Bobenheim-Roxheim RHEINPFALZ Plus Artikel Kein zweiter Bürgerentscheid wegen Neubaugebiet

Hier am nördlichen Rand von Bobenheim-Roxheim könnten Bauplätze entstehen. Die Vorstellung gefällt den jetzigen Anwohnern gar ni
Hier am nördlichen Rand von Bobenheim-Roxheim könnten Bauplätze entstehen. Die Vorstellung gefällt den jetzigen Anwohnern gar nicht.

Nein. In der Frage, ob die Gemeinde die Planung für ein Neubaugebiet in Auftrag gibt, sollen nicht schon wieder die Bürger entscheiden. Der Rat hat das am Donnerstag mit 20 zu sechs Stimmen abgelehnt. Im Raum steht noch ein Bürgerbegehren.

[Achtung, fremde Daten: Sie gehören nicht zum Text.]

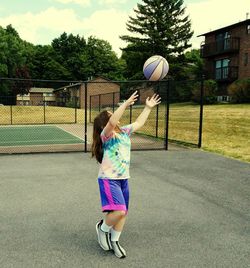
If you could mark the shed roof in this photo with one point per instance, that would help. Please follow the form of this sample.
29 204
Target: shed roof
41 90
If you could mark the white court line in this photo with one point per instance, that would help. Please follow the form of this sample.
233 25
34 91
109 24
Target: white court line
72 134
2 142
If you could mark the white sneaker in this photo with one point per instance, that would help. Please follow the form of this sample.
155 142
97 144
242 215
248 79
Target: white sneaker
103 237
118 250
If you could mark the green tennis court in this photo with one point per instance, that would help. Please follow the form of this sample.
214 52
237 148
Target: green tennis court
36 135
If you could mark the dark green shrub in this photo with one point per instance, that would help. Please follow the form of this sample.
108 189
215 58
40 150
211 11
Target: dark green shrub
210 90
239 91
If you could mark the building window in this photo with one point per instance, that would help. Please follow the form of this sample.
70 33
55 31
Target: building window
222 41
221 69
245 59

Mit ihrem Antrag auf einen Bürgerentscheid, bevor für das an den Littersheimer Weg grenzende Ackerland ein Bebauungsplan aufgestellt wird, war die Fraktion von Bündnis 90/Die Grünen am Donnerstagabend im Ratssaal auf verlorenem Posten. Das war keine Überraschung, hatten die beiden großen Fraktionen von CDU und SPD doch angekündigt, dass sie das Ansinnen ablehnen würden.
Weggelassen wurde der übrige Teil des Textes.